Question

A rectangular wire loop of sides 8 cm and 3 cm with a small cut, is moving out of a region of uniform magnetic field of magnitude 0.3 T directed normal to the plane of the loop. The emf developed across the cut, if the velocity of the loop is 2 cm s⁻¹, in a direction normal to the shorter side of the loop, will be: ____.

• A. 4.8 $\times$ 10⁻⁴ volt
• B. 1.3 $\times$ 10⁻⁴ volt
• C. 1.2 $\times$ 10⁻⁴ volt
• D. 1.8 $\times$ 10⁻⁴ volt

Hint:

If velocity is normal to the short side, it means the loop is moving along the direction of the short side, so the long side acts as the "cutting" length $L$.

Answer 1

The Correct Option is A

Step 1: Understanding the Concept:
When a conducting loop moves through a magnetic field, a motional electromotive force (emf) is induced across the segments of the loop that cut the magnetic field lines.

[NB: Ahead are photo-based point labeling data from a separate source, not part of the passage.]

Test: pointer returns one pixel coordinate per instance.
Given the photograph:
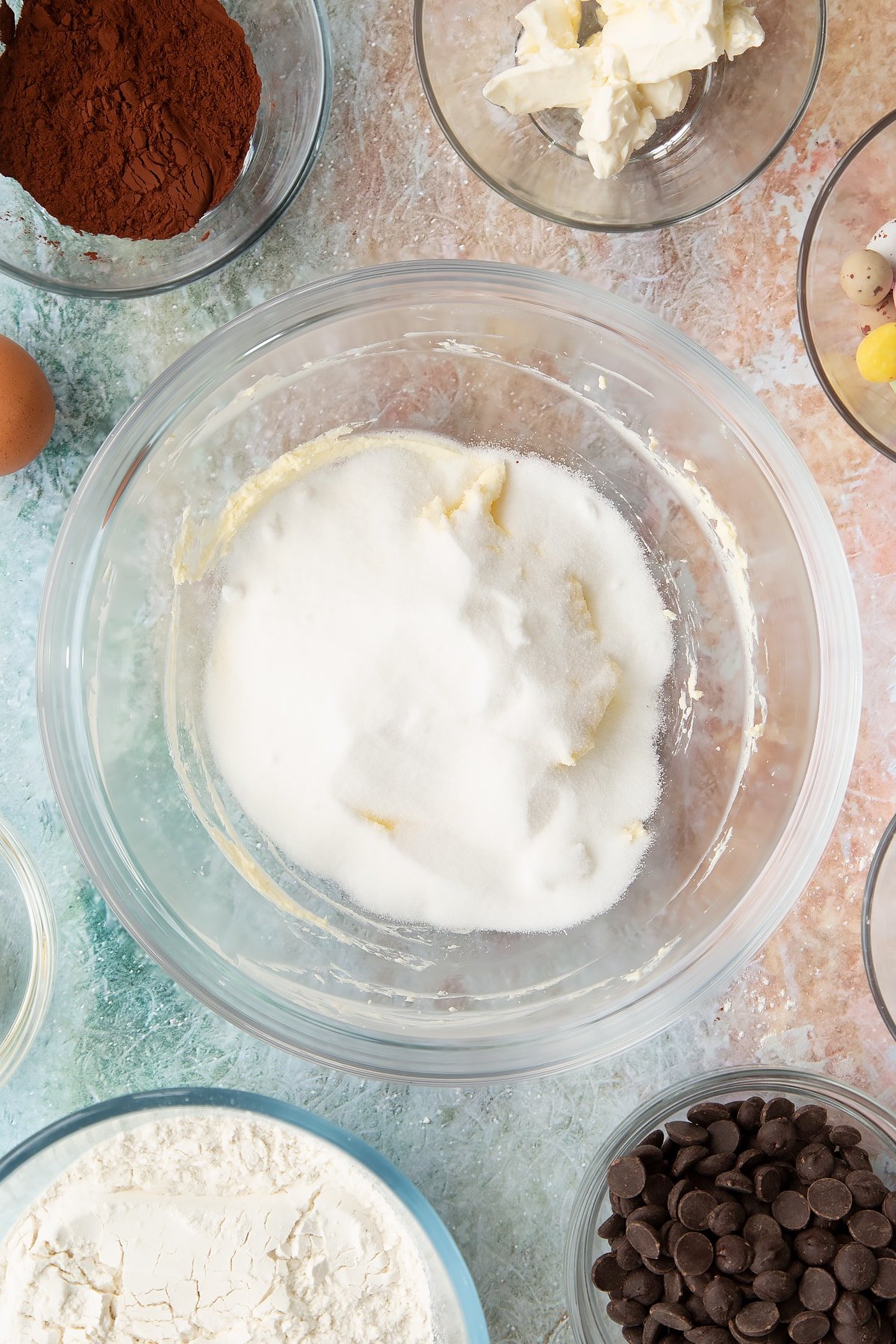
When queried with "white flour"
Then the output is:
(435, 678)
(210, 1226)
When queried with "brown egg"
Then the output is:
(27, 410)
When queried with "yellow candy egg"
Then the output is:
(876, 356)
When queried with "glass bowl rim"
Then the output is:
(469, 1062)
(595, 226)
(415, 1204)
(42, 927)
(871, 890)
(242, 245)
(665, 1104)
(802, 279)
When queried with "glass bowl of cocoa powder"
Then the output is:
(164, 109)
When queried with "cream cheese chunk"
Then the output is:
(625, 78)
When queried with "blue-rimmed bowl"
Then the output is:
(27, 1171)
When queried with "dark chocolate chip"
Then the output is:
(642, 1287)
(766, 1183)
(626, 1176)
(867, 1334)
(694, 1253)
(709, 1335)
(606, 1275)
(684, 1133)
(626, 1254)
(735, 1180)
(773, 1287)
(707, 1112)
(688, 1157)
(884, 1284)
(871, 1229)
(791, 1210)
(809, 1327)
(612, 1226)
(780, 1108)
(732, 1254)
(697, 1312)
(696, 1207)
(852, 1310)
(680, 1189)
(815, 1162)
(762, 1228)
(675, 1236)
(653, 1214)
(727, 1216)
(845, 1136)
(723, 1300)
(770, 1256)
(756, 1319)
(715, 1164)
(657, 1189)
(649, 1155)
(673, 1287)
(626, 1313)
(777, 1137)
(868, 1191)
(662, 1265)
(750, 1113)
(855, 1266)
(809, 1120)
(672, 1315)
(724, 1136)
(829, 1198)
(817, 1290)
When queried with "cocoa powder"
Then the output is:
(127, 117)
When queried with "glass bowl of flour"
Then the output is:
(27, 951)
(226, 1216)
(546, 406)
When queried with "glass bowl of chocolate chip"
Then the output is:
(139, 156)
(742, 1207)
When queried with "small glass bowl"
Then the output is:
(27, 952)
(34, 1164)
(879, 927)
(859, 196)
(739, 117)
(290, 43)
(591, 1206)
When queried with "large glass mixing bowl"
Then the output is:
(738, 539)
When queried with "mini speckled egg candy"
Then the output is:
(876, 356)
(27, 410)
(884, 242)
(867, 279)
(869, 319)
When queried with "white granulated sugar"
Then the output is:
(435, 679)
(213, 1226)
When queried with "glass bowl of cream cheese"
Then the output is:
(27, 951)
(625, 116)
(289, 927)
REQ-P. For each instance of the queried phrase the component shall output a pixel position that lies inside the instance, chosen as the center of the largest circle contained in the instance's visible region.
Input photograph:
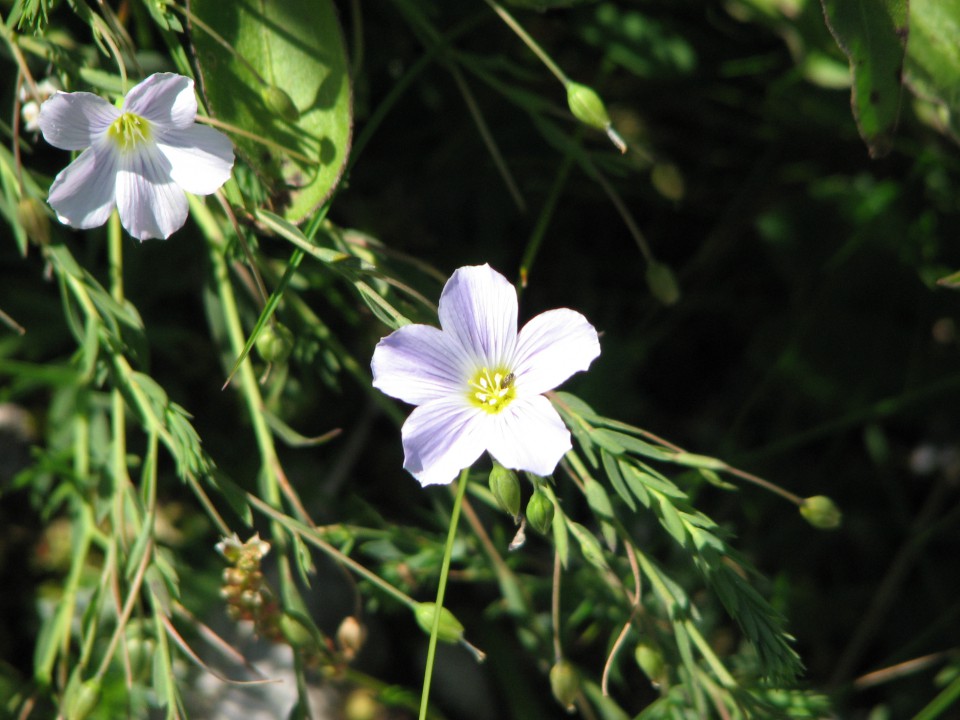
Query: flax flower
(478, 384)
(140, 158)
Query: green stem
(530, 42)
(441, 590)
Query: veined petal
(200, 157)
(443, 437)
(84, 193)
(529, 435)
(552, 347)
(417, 365)
(151, 205)
(478, 306)
(74, 121)
(166, 99)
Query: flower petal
(529, 435)
(84, 193)
(552, 347)
(443, 437)
(151, 205)
(200, 158)
(478, 306)
(166, 99)
(417, 365)
(74, 121)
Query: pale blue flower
(139, 158)
(479, 384)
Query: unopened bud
(450, 630)
(540, 512)
(821, 512)
(662, 283)
(280, 102)
(350, 637)
(565, 684)
(274, 343)
(84, 701)
(506, 489)
(34, 220)
(651, 662)
(586, 106)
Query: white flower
(478, 383)
(139, 158)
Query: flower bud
(280, 102)
(821, 512)
(506, 489)
(565, 684)
(586, 106)
(651, 662)
(450, 630)
(84, 701)
(274, 343)
(34, 220)
(662, 283)
(540, 512)
(350, 637)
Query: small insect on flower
(478, 383)
(140, 158)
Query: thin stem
(441, 590)
(529, 41)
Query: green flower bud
(651, 662)
(450, 630)
(668, 181)
(506, 489)
(296, 632)
(34, 220)
(280, 102)
(540, 512)
(275, 342)
(662, 283)
(84, 701)
(565, 684)
(586, 106)
(821, 512)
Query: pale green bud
(821, 512)
(586, 106)
(506, 489)
(450, 630)
(280, 102)
(565, 684)
(274, 343)
(540, 512)
(662, 283)
(34, 220)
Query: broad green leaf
(873, 35)
(293, 46)
(932, 67)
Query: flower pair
(478, 383)
(139, 158)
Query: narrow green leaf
(290, 48)
(873, 35)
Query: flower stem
(441, 590)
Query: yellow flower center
(492, 390)
(129, 130)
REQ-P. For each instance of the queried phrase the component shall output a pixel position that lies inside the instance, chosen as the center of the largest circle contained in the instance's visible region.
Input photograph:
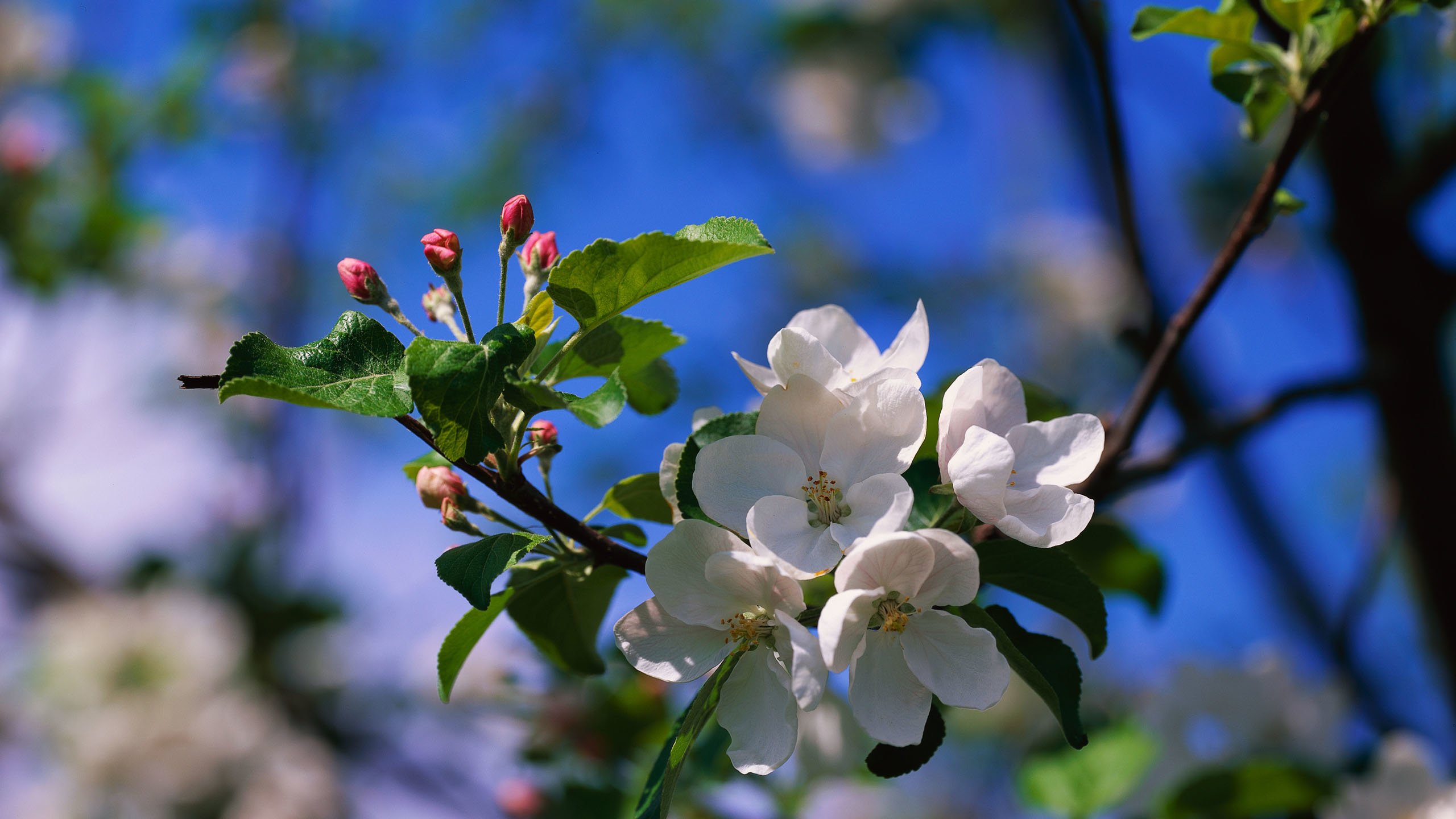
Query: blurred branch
(1252, 222)
(1234, 431)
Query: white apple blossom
(1011, 473)
(832, 349)
(822, 473)
(900, 649)
(714, 595)
(1404, 783)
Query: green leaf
(719, 428)
(625, 532)
(607, 278)
(653, 388)
(427, 460)
(357, 367)
(1116, 561)
(1046, 664)
(1293, 15)
(474, 568)
(1260, 787)
(1052, 579)
(661, 781)
(562, 613)
(888, 761)
(926, 507)
(622, 343)
(1232, 22)
(1081, 783)
(602, 406)
(456, 387)
(638, 498)
(462, 640)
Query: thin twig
(1231, 432)
(1252, 222)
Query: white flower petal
(842, 626)
(781, 527)
(986, 395)
(956, 662)
(911, 344)
(1044, 516)
(877, 504)
(659, 644)
(796, 351)
(797, 414)
(807, 672)
(762, 378)
(886, 697)
(667, 477)
(1059, 452)
(841, 334)
(676, 573)
(957, 574)
(981, 471)
(731, 475)
(759, 713)
(877, 433)
(896, 561)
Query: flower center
(750, 628)
(825, 499)
(893, 613)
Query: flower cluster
(817, 489)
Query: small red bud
(443, 251)
(539, 253)
(518, 219)
(544, 433)
(437, 484)
(362, 282)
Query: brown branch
(1231, 432)
(1251, 224)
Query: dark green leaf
(719, 428)
(653, 388)
(607, 278)
(1232, 22)
(638, 498)
(462, 640)
(428, 460)
(890, 761)
(625, 532)
(661, 781)
(474, 568)
(1052, 579)
(1044, 662)
(359, 367)
(562, 614)
(456, 387)
(1116, 561)
(1082, 783)
(1261, 787)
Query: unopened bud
(518, 219)
(363, 282)
(443, 251)
(436, 484)
(439, 304)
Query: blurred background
(233, 611)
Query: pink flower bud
(439, 304)
(363, 282)
(544, 433)
(443, 251)
(437, 484)
(518, 219)
(539, 251)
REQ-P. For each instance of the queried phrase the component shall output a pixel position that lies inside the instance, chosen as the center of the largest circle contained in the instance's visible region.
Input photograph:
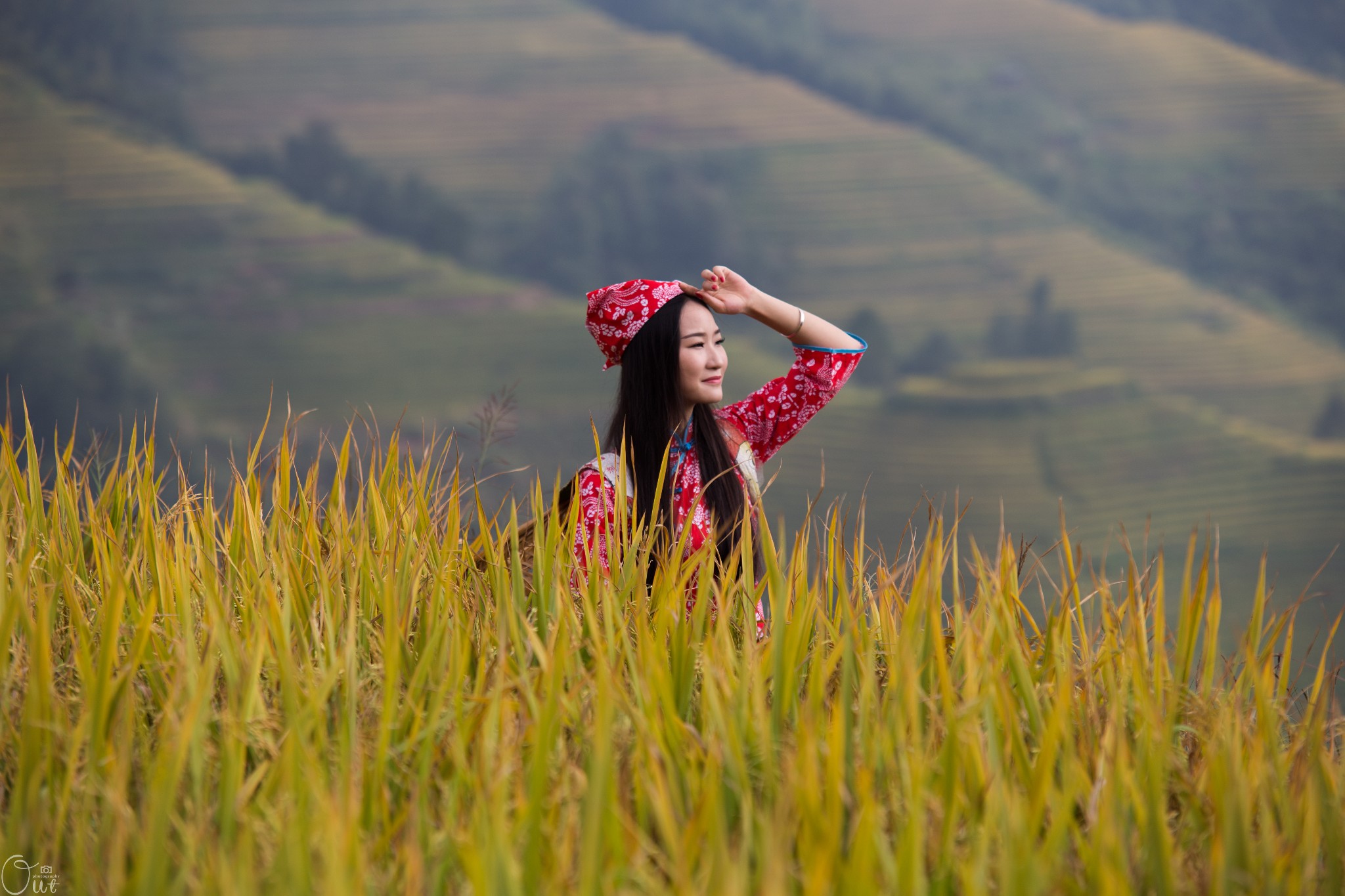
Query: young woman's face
(704, 359)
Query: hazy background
(1097, 246)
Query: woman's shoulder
(606, 467)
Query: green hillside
(489, 98)
(218, 289)
(1210, 158)
(222, 288)
(1305, 33)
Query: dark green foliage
(64, 371)
(317, 167)
(1043, 332)
(879, 362)
(934, 356)
(1331, 423)
(53, 355)
(1306, 33)
(1206, 217)
(623, 210)
(119, 53)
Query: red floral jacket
(766, 419)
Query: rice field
(359, 679)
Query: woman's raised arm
(730, 293)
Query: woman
(665, 337)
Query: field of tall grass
(355, 677)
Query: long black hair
(649, 403)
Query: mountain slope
(490, 98)
(219, 289)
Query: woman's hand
(728, 293)
(724, 291)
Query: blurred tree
(317, 167)
(879, 363)
(1043, 332)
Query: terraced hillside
(222, 289)
(489, 98)
(1147, 91)
(252, 289)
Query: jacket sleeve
(771, 416)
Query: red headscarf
(618, 312)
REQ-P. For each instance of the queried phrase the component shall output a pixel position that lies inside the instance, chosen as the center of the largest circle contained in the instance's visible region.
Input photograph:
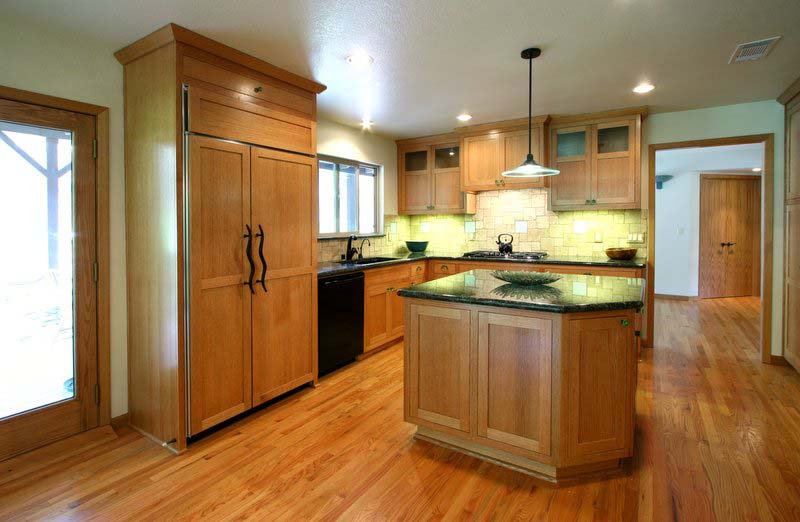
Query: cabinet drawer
(256, 86)
(225, 117)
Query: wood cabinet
(384, 319)
(600, 384)
(491, 149)
(429, 177)
(207, 347)
(437, 383)
(599, 158)
(550, 394)
(514, 389)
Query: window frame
(359, 165)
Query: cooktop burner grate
(493, 254)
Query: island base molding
(550, 474)
(549, 394)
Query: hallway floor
(717, 438)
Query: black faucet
(351, 250)
(361, 250)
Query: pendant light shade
(530, 168)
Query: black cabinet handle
(249, 251)
(263, 279)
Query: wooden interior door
(514, 381)
(48, 297)
(438, 362)
(284, 320)
(571, 155)
(730, 235)
(791, 252)
(219, 215)
(600, 364)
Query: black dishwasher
(340, 305)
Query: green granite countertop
(572, 293)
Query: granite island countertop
(335, 267)
(572, 293)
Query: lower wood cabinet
(549, 393)
(437, 383)
(600, 370)
(514, 383)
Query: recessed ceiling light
(359, 59)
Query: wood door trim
(767, 195)
(103, 234)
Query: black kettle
(505, 244)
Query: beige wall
(764, 117)
(339, 140)
(61, 64)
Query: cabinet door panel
(219, 182)
(600, 366)
(482, 163)
(283, 336)
(447, 193)
(438, 367)
(284, 203)
(514, 381)
(376, 316)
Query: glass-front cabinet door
(613, 164)
(571, 154)
(416, 185)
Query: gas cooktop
(494, 254)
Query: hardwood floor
(718, 438)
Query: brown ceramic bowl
(621, 254)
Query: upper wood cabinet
(599, 158)
(429, 177)
(491, 149)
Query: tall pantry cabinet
(220, 180)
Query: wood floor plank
(717, 438)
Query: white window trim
(378, 197)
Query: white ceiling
(435, 59)
(678, 162)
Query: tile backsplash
(522, 213)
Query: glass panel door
(37, 339)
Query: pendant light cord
(530, 102)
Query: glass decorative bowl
(524, 278)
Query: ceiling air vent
(753, 50)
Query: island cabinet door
(437, 367)
(600, 365)
(514, 381)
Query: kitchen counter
(541, 380)
(572, 293)
(335, 267)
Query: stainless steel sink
(369, 260)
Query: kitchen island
(539, 379)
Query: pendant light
(529, 168)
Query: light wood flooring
(718, 438)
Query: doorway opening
(710, 225)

Step 2: Key Formula or Approach:
\[ e = BvL \] Where $L$ is the length of the side that is perpendicular to the velocity and cutting the field lines.

Step 3: Detailed Explanation:
1. Given: $B = 0.3$ T, $v = 2 \text{ cm/s} = 0.02 \text{ m/s}$. 2. The velocity is normal to the shorter side (3 cm). This means the longer side (8 cm) is the one cutting the magnetic field lines as it exits. 3. Therefore, $L = 8 \text{ cm} = 0.08 \text{ m}$. 4. Calculate emf: \[ e = 0.3 \times 0.02 \times 0.08 \] \[ e = 0.3 \times 0.0016 = 0.00048 \text{ V} \] \[ e = 4.8 \times 10^{-4} \text{ V} \]

Step 4: Final Answer:
The emf developed is 4.8 $\times$ 10⁻⁴ volt.